Troubleshooting-Guide

Hi folks,

As an Icinga-partner providing support we thought for quite some time time that we would have no use for a sophisticated troubleshooting guide for internal use. The tickets that came in were too diverse and most cases had to be dealt with by hardened and seasoned support engineers who drove into the problem at hand like Conan the Barbarian into the ranks of his foes by the pure power of their experience and knowledge.

With more and more young folks joining the ranks of our Support-team, sometimes just for a short period of time, we saw the need for a guide arising. Of course our younglings were never left alone so we had in fact two people working on an issue that didn’t take much more than asking for specific data in the first place. And sometimes, I gotta admit it, even the experienced ones had to be reminded that they forgot to ask about something specific - most of us are human and we all make mistakes.

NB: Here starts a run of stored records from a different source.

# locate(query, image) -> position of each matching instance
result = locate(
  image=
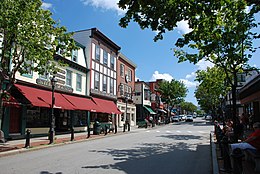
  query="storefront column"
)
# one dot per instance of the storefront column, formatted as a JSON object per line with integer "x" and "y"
{"x": 6, "y": 121}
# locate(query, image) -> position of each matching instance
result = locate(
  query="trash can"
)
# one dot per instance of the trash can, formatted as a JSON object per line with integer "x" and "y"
{"x": 236, "y": 161}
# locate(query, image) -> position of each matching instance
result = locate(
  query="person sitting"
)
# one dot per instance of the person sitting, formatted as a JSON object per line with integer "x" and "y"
{"x": 252, "y": 142}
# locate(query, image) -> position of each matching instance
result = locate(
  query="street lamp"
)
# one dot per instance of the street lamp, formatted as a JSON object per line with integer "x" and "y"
{"x": 52, "y": 125}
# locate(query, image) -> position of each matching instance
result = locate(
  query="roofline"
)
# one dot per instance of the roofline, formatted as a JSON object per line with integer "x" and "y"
{"x": 127, "y": 60}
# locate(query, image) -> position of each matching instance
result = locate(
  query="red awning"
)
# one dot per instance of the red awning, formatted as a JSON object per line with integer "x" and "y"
{"x": 43, "y": 98}
{"x": 11, "y": 102}
{"x": 107, "y": 106}
{"x": 81, "y": 103}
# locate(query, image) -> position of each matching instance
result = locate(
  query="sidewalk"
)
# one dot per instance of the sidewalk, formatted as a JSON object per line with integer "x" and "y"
{"x": 248, "y": 167}
{"x": 18, "y": 146}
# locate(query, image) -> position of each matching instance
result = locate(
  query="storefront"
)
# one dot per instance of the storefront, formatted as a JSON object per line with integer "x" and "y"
{"x": 32, "y": 110}
{"x": 250, "y": 97}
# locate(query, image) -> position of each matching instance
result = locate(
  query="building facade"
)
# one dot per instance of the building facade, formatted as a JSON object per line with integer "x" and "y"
{"x": 101, "y": 60}
{"x": 33, "y": 99}
{"x": 125, "y": 85}
{"x": 142, "y": 99}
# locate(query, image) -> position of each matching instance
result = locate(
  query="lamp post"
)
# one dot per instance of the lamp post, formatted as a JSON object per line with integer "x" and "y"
{"x": 52, "y": 125}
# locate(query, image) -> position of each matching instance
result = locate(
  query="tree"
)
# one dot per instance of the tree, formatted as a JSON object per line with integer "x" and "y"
{"x": 221, "y": 30}
{"x": 212, "y": 86}
{"x": 172, "y": 92}
{"x": 30, "y": 39}
{"x": 188, "y": 106}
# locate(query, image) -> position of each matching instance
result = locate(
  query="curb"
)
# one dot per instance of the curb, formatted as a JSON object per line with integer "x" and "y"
{"x": 44, "y": 146}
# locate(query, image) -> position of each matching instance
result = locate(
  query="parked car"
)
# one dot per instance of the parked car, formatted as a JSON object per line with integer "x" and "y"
{"x": 175, "y": 118}
{"x": 189, "y": 118}
{"x": 183, "y": 117}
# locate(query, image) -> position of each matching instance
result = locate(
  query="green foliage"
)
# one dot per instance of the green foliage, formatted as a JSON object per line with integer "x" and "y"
{"x": 212, "y": 86}
{"x": 188, "y": 106}
{"x": 221, "y": 30}
{"x": 172, "y": 92}
{"x": 30, "y": 38}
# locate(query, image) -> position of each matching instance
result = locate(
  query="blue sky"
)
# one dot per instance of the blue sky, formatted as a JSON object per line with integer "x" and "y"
{"x": 154, "y": 60}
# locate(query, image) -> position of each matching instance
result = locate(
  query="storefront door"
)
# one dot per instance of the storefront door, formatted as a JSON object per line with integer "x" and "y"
{"x": 15, "y": 118}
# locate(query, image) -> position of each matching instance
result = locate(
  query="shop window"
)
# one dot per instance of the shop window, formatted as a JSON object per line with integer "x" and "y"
{"x": 37, "y": 117}
{"x": 79, "y": 82}
{"x": 68, "y": 77}
{"x": 105, "y": 57}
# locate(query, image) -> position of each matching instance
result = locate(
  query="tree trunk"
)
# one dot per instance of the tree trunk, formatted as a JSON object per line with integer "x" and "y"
{"x": 1, "y": 105}
{"x": 234, "y": 100}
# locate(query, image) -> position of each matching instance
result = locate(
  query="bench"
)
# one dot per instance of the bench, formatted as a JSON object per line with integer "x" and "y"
{"x": 107, "y": 126}
{"x": 253, "y": 156}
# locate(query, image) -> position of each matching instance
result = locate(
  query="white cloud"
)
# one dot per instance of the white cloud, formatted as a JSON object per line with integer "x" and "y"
{"x": 191, "y": 75}
{"x": 189, "y": 84}
{"x": 157, "y": 75}
{"x": 105, "y": 4}
{"x": 46, "y": 5}
{"x": 168, "y": 77}
{"x": 183, "y": 27}
{"x": 203, "y": 64}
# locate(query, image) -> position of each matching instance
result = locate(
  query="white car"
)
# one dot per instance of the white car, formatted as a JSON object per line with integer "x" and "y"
{"x": 189, "y": 118}
{"x": 183, "y": 117}
{"x": 208, "y": 117}
{"x": 175, "y": 118}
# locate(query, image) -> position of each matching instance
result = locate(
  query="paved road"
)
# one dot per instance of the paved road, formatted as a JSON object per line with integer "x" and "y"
{"x": 177, "y": 148}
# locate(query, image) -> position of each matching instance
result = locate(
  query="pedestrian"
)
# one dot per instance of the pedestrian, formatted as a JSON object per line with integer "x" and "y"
{"x": 252, "y": 142}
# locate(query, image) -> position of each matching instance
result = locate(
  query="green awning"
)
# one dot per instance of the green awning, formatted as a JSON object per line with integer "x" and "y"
{"x": 149, "y": 110}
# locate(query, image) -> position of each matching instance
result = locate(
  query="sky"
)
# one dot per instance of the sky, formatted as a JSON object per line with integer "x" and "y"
{"x": 154, "y": 60}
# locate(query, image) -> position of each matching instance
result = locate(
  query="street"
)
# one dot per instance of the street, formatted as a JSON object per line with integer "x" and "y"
{"x": 176, "y": 148}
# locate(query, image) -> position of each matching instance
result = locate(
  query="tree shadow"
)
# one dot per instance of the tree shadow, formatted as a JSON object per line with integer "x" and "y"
{"x": 158, "y": 158}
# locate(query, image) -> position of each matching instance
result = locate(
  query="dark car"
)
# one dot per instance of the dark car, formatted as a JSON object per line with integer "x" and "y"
{"x": 189, "y": 118}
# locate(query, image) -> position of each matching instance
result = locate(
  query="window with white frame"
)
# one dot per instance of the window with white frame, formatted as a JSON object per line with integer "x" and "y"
{"x": 112, "y": 86}
{"x": 79, "y": 82}
{"x": 97, "y": 53}
{"x": 112, "y": 62}
{"x": 27, "y": 68}
{"x": 68, "y": 78}
{"x": 104, "y": 83}
{"x": 129, "y": 75}
{"x": 96, "y": 81}
{"x": 74, "y": 56}
{"x": 105, "y": 57}
{"x": 122, "y": 70}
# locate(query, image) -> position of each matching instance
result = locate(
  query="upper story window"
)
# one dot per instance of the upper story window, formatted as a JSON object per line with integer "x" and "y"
{"x": 97, "y": 53}
{"x": 112, "y": 86}
{"x": 121, "y": 89}
{"x": 28, "y": 65}
{"x": 68, "y": 78}
{"x": 105, "y": 57}
{"x": 122, "y": 70}
{"x": 96, "y": 81}
{"x": 129, "y": 75}
{"x": 104, "y": 83}
{"x": 74, "y": 55}
{"x": 147, "y": 94}
{"x": 79, "y": 82}
{"x": 112, "y": 62}
{"x": 241, "y": 78}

So we came up with the idea to build a guide which contains some standard cases and how to deal with them. With a focus on what data to gather if one needs to escalate the issue to the next level.

Since it’s no good to have several guides covering overlapping topics and to utilize the power of the community we came up with the idea, to build this guide part by part together. “Together” meaning community members, Icinga team members and employees at partners (sometimes all together in one person).

We all (should) know, there’s a great part about troubleshooting and another about debugging in the Icinga docs, but this is not exactly what we need.

So what is this all about. I don’t want to start right away with writing some new guide but find a way how we can build something that can satisfy all our needs. Or a collection of information that serves the different purposes. To be honest, I have a rough idea, but to find the final form is something, I’m hoping to achieve through this thread.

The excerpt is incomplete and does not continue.